Great Teachers deeply admire their students in the same way that parents admire their children when they first learn to walk. Parents sense the gallantry of their child in his or her wobbly but determined attempt to defy gravity. Great Teachers admire the gallantry of their students as they defy the odds by mastering material that so recently had made them totter, fall, and cry out for aid. Like all parents, these teachers are humbled by the sense of renewal whenever their students learn. They know that this has all been done before and is forever to be done again, long after their individual lessons and lives have ended.


This sense of renewal should make all teachers aware that the occupation most similar to theirs is farming. We teachers cultivate our particular crops in the fall and harvest them in the spring. We too boast of the sprouts which burst into vibrant bloom and sigh over those that wither on the vine, believing (like the farmer) that luck had too much to do with the blooms and our own failure with the blights. Since no herbicide has yet been developed to control Ignorance, Shallowness, and Inexperience, teachers all still weeding them out student by student.

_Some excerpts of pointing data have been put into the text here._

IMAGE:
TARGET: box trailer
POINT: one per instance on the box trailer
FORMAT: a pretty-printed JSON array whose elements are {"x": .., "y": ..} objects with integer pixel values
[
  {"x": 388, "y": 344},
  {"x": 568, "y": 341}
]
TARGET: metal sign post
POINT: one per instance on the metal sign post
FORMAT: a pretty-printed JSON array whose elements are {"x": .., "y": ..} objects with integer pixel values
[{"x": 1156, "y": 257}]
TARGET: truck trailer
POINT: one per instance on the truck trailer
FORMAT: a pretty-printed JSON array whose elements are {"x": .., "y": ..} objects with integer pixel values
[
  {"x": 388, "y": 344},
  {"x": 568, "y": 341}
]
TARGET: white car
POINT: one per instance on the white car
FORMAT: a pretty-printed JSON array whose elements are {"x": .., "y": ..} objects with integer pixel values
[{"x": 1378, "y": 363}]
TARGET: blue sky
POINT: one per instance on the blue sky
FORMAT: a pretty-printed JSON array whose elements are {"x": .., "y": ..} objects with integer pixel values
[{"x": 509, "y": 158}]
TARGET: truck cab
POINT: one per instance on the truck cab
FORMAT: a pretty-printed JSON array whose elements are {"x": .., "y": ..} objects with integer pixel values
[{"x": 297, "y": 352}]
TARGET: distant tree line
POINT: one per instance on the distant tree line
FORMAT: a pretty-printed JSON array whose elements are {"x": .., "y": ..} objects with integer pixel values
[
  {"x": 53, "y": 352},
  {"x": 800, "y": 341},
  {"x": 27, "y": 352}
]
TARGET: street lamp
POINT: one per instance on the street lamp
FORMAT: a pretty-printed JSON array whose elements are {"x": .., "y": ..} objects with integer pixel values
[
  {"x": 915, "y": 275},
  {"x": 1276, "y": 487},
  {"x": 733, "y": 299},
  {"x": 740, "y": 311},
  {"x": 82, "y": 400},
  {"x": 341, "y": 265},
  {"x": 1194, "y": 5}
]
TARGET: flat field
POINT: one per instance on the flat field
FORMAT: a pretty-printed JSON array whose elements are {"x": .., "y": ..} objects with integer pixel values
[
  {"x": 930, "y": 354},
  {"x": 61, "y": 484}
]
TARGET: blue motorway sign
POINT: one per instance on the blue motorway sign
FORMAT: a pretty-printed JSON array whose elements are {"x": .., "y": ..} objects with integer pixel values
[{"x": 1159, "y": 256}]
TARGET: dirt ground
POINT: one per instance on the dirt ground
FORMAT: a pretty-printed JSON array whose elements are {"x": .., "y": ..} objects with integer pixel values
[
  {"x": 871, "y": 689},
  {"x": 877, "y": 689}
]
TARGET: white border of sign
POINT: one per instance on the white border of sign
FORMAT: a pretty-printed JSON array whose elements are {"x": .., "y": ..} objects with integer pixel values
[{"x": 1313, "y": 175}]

The rewards that accompany this nurturing keep teachers in the risky business of perpetuating culture just as surely as those same rewards keep farmers perpetuating agriculture. We teachers are a wholesome group, but we desperately need to be increased, as we once automatically were, by the finest young minds available. So let’s hope that in the near future the universities will be releasing a larger and stronger crop of education majors. A society blighted by a drought of Great Teachers soon finds itself in danger of raising nothing but blooming idiots.